In a big data context, some are looking at the “4V’s” to help approximate value of data:

  • Volume – more data and deeper analysis across current and historical behaviour equates to better decisions
  • Velocity – the faster you get the data and can extract insights equates to more timely decisions and response
  • Variety – the ability to process all kinds of data equates to a more informed decision
  • Veracity – confidence in the quality and consistency of the data equates to the right decisions

It is important to know which parts of the business are using ( relying on ) what data.

For an IT department in any large organisation this can be an arduous task. “Shadow databases” and tooling are emerging in more departments across the organisation ostensibly to support isolated and specific needs. Even if that happens with the knowledge of the CIO, the convenience and popularity will often grow unknown to them or outside their control. The isolated need becomes a corporate necessity and/or the shadow database gets leveraged for other diverse purposes. The value of the data may have increased many-fold but replication, duplication and loss oflineage means no-one is really sure by how much.

More companies are appointing a Chief Data Officer ( CDO ) to help address all these issues. On the one hand, to champion the value of data and both its current and future benefit to the organisation, on the other hand to ensure it is governed properly according to that value.

For now it is probably enough just to start the discussion about the value of data within your organisation. It needs to be a serious discussion with all areas of the business, since it is clear they all contribute and they all can benefit.

Even though the exercise may appear intangible at first, you should find ways that are meaningful to your organisation, that help quantify how data gets used, the value it provides and the corresponding costs to manage it appropriately.

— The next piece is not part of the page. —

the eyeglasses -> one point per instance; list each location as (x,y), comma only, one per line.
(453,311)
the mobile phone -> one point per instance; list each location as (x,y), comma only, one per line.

Once the discussion has started, keep it going ! Whether this be the job of the CIO or the CDO ( should your company have one ) it is crucial that the value of data be continuously re-assessed across all lines of business and the organisation as a whole.

Summary

Business leaders take great pride in their company DNA. The talent in their workforce, accounted for individually by salary and wages, but collectively worth so much more, defines not only what the company does but how it does it and what it can achieve in the future.

It may be many years, if ever, before data gets recognised as a balance sheet asset by international accounting standards

However, that should not stop you from recognising its true worth to your company. Data may yet turn out to be your star performer.